Another likely next entry on the continent is Kenya—which would join Uganda as a second in East Africa. The country's parliament is now being lobbied by the Pharmaceutical Society of Kenya to pass a bill legalizing medical marijuana—but under strict control of the national Pharmacy & Poisons Board.
Kenya currently has some of the harshest cannabis laws on Earth, despite being a major illicit producer. This situation itself has grim ecological consequences. February 2019 saw a huge wildfire that consumed some 80 square kilometers of bamboo forest in a critical watershed of the Mount Kenya area. Authorities blamed the blaze on outlaw marijuana growers who were clearing land for their crops.
Of course, it is the illegality that helps push growers into marginal forested areas. But if Africa's fertile agricultural heartlands continue to be dominated by export cash crops—even cannabis, under regimes that favor agribusiness—unlicensed growers for the illicit market could still be pushed into the forests and bush.
Hemp for Liberation, or Meet the New Boss?

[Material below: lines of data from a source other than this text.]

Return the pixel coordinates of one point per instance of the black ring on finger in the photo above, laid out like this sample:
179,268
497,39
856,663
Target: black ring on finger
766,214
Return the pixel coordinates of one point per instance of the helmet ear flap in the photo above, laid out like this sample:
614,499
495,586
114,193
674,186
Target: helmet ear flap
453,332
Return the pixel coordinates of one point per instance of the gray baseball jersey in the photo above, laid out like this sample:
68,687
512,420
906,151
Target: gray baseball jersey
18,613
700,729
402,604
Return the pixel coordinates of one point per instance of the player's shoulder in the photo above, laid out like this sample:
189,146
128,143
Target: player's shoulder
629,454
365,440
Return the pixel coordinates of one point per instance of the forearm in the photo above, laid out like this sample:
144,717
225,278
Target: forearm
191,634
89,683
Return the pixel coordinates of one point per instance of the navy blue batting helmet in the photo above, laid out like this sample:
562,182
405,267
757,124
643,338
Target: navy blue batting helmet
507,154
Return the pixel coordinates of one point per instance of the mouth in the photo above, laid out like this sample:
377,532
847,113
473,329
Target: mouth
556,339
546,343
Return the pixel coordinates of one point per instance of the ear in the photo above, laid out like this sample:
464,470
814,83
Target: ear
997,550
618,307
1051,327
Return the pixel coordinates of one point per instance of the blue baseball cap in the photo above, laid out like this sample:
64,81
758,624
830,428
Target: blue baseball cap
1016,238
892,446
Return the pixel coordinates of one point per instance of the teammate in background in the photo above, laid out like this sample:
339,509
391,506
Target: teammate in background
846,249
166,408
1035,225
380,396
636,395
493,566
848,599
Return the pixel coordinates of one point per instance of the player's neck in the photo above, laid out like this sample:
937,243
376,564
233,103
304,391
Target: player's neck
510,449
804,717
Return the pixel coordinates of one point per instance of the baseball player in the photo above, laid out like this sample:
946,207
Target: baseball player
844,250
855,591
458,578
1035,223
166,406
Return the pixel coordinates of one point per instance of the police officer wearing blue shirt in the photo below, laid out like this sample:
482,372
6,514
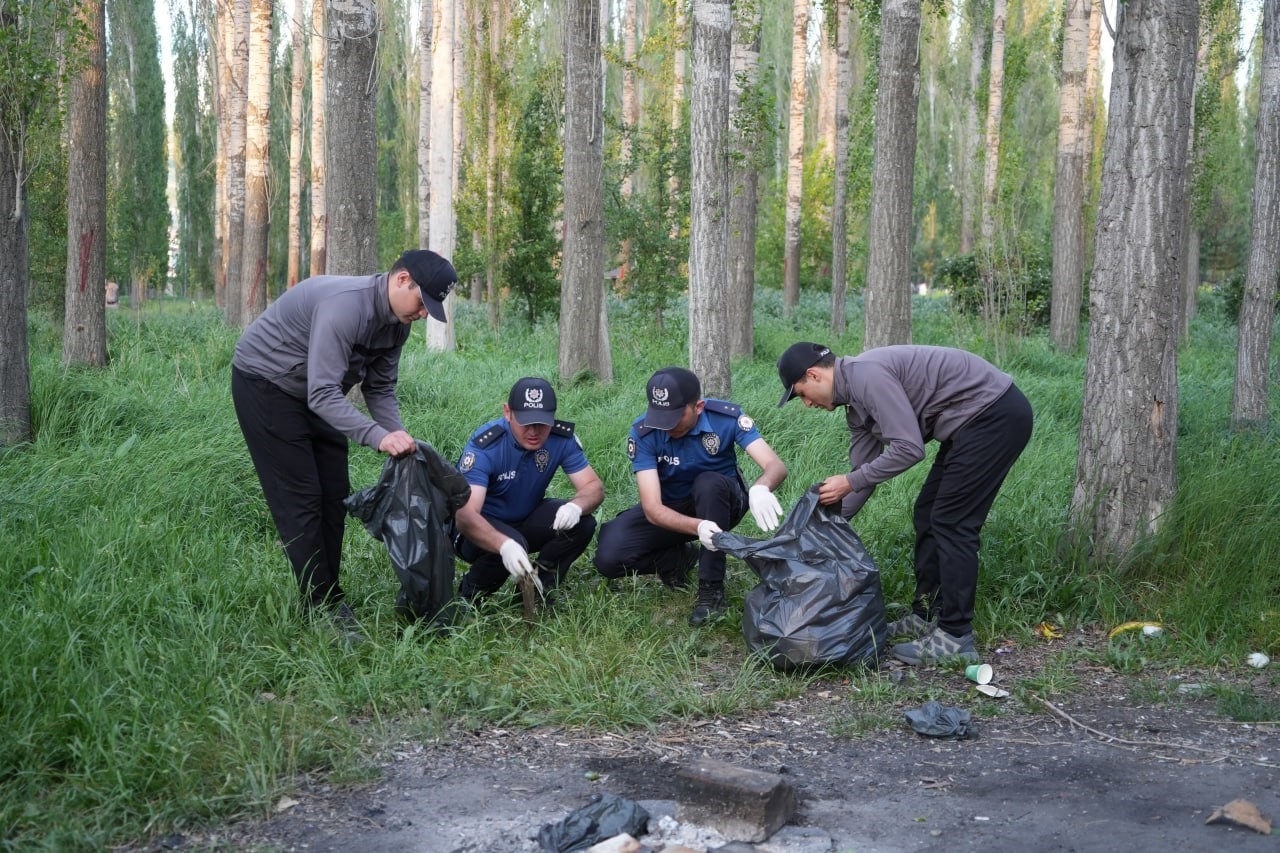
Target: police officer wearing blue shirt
682,452
510,463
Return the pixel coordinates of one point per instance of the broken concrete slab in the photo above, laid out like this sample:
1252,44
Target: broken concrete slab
740,803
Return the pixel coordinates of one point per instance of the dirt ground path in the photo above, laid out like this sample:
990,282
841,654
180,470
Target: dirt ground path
1096,772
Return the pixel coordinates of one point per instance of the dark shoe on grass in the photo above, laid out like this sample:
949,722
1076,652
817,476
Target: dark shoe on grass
937,646
711,605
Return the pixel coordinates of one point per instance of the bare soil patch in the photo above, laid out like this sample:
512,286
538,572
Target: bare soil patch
1098,770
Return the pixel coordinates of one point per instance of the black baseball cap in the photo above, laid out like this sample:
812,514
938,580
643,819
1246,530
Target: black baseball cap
792,364
533,401
670,391
434,277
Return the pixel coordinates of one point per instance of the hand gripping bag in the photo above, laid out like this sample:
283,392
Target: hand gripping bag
819,598
410,510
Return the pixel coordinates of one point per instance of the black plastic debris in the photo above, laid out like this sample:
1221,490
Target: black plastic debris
599,820
819,598
410,510
936,720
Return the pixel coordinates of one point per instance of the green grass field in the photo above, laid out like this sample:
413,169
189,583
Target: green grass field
155,673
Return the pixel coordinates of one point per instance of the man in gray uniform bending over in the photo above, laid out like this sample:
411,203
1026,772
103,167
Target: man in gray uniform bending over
896,398
291,374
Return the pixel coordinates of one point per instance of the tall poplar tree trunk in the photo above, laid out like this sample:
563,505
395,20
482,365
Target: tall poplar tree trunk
296,92
439,336
490,179
708,223
840,190
630,122
745,128
425,60
995,110
233,250
583,341
795,158
1125,475
1069,181
319,241
352,136
1257,310
85,328
256,162
888,247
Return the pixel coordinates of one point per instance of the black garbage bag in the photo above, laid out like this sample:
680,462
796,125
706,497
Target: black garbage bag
937,720
598,821
410,510
819,598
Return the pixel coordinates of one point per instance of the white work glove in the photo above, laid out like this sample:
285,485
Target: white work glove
705,530
764,507
516,560
567,516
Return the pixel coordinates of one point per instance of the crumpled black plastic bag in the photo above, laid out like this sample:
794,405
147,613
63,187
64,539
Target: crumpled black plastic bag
819,598
410,510
598,821
936,720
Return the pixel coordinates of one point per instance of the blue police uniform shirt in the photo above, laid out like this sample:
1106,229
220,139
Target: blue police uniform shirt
707,447
517,478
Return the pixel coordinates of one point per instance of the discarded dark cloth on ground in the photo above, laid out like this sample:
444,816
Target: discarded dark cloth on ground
599,820
936,720
410,510
819,598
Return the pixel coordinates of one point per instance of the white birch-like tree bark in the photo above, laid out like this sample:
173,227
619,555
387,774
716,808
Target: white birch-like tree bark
708,228
1069,181
442,226
583,336
256,162
995,110
795,158
85,327
840,188
746,127
424,124
293,265
319,241
1253,372
887,302
1125,477
237,94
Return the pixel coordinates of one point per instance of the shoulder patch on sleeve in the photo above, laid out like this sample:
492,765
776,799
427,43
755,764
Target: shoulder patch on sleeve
723,407
489,436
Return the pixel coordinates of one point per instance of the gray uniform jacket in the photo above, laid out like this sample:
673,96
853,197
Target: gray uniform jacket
321,337
896,398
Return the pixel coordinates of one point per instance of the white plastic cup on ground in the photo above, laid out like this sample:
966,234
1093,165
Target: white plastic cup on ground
978,673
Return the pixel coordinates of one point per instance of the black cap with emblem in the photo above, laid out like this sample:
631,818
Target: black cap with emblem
670,391
533,401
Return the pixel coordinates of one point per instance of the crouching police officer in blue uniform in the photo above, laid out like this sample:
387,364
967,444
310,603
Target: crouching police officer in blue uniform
510,463
682,452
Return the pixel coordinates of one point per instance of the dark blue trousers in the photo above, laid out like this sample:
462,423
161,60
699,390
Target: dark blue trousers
952,506
630,544
556,550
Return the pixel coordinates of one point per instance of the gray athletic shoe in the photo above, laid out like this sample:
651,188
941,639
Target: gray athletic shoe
937,646
910,626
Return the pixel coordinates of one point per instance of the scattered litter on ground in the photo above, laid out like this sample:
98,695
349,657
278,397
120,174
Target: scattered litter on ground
1242,812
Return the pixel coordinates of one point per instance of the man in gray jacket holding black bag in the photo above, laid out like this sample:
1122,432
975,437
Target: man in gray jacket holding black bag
291,374
896,398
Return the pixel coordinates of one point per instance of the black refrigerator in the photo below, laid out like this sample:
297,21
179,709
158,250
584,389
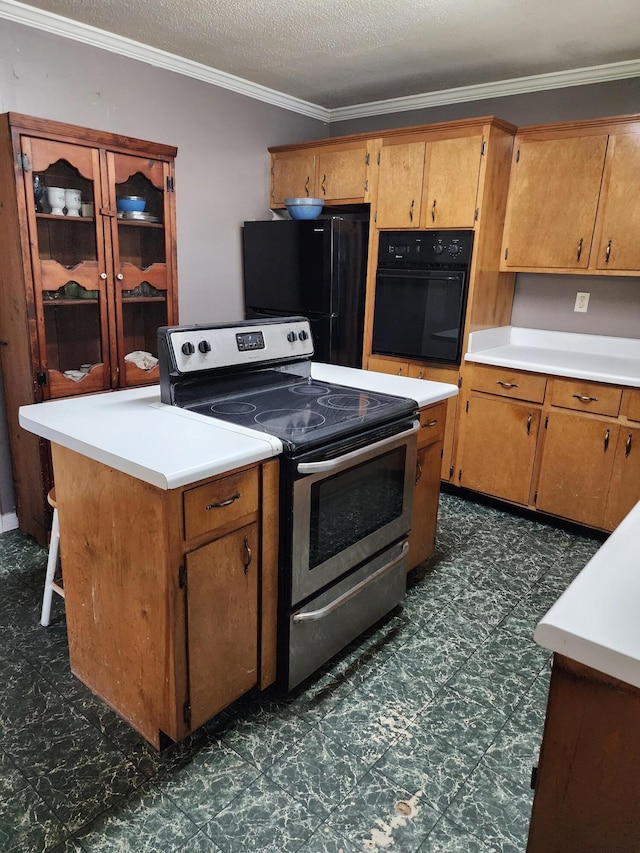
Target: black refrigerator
315,268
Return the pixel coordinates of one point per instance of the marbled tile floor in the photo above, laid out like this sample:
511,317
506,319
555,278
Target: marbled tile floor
420,737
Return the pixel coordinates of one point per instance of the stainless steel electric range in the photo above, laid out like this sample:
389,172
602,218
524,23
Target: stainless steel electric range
348,472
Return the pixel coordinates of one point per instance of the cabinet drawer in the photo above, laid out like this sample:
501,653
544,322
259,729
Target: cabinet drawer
509,383
220,503
632,402
585,396
432,421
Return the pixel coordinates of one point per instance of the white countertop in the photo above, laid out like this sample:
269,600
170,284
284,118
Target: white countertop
595,621
133,432
594,357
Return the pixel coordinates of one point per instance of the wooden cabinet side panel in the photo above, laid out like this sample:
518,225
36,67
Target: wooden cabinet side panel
222,622
117,587
589,773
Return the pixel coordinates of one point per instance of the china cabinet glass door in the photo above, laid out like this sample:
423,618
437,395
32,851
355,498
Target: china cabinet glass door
63,192
142,271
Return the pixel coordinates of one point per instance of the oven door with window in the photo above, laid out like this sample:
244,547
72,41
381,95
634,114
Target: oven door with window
348,507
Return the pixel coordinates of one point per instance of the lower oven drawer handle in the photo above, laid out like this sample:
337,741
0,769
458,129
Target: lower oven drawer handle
314,615
331,464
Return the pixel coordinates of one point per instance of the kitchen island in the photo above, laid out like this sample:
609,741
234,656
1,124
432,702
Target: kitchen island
589,773
169,539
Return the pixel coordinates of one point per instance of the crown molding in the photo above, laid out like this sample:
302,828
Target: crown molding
60,26
500,89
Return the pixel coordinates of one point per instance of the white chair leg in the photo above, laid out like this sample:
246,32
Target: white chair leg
52,562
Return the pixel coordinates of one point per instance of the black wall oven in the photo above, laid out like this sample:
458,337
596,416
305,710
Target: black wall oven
421,294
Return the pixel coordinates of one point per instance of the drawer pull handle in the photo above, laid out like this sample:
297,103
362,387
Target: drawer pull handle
224,503
248,554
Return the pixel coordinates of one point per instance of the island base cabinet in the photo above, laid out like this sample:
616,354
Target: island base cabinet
586,797
222,622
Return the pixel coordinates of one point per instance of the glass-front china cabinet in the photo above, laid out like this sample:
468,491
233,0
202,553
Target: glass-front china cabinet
89,238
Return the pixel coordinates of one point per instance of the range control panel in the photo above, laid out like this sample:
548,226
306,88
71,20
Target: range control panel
191,349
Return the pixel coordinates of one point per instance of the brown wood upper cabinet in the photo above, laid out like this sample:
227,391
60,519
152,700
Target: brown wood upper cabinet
571,199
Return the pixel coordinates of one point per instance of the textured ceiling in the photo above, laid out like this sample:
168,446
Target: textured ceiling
337,53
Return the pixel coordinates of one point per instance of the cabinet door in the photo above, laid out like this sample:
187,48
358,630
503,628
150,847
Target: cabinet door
499,446
619,212
142,265
400,185
577,461
342,174
222,622
69,266
452,170
553,197
292,176
624,490
424,517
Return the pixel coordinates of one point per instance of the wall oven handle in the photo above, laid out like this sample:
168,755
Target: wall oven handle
331,464
314,615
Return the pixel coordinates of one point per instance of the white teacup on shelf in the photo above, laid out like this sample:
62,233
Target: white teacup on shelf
56,199
73,202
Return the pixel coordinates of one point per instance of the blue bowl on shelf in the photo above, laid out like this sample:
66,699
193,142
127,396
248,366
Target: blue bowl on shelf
131,203
304,208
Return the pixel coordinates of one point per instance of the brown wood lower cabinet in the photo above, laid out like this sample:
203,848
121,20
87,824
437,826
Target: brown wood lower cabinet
588,779
424,519
499,447
576,467
170,596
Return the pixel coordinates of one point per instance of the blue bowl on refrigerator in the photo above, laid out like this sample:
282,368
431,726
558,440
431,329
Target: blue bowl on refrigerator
304,208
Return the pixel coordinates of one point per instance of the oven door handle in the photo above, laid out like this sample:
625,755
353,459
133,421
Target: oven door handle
314,615
332,464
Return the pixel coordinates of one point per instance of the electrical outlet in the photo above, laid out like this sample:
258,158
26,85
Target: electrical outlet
582,302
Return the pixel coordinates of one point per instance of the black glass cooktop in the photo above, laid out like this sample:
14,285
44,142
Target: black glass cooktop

Boniface Kadzamira is a former Malawian MP who introduced a bill to legalize cannabis cultivation in 2015. After the limited legalization bill was passed this year, he was jubilant, telling reporters: "Today is a very glorious day for me personally and, I think, for the entire nation."
But he was quick to add that the cannabis economy should not repeat the iniquities associated with past agro-export booms: "We don't want to replicate what has happened in the tobacco industry. Malawians should participate, not as tenants, but as equal partners in this new sector."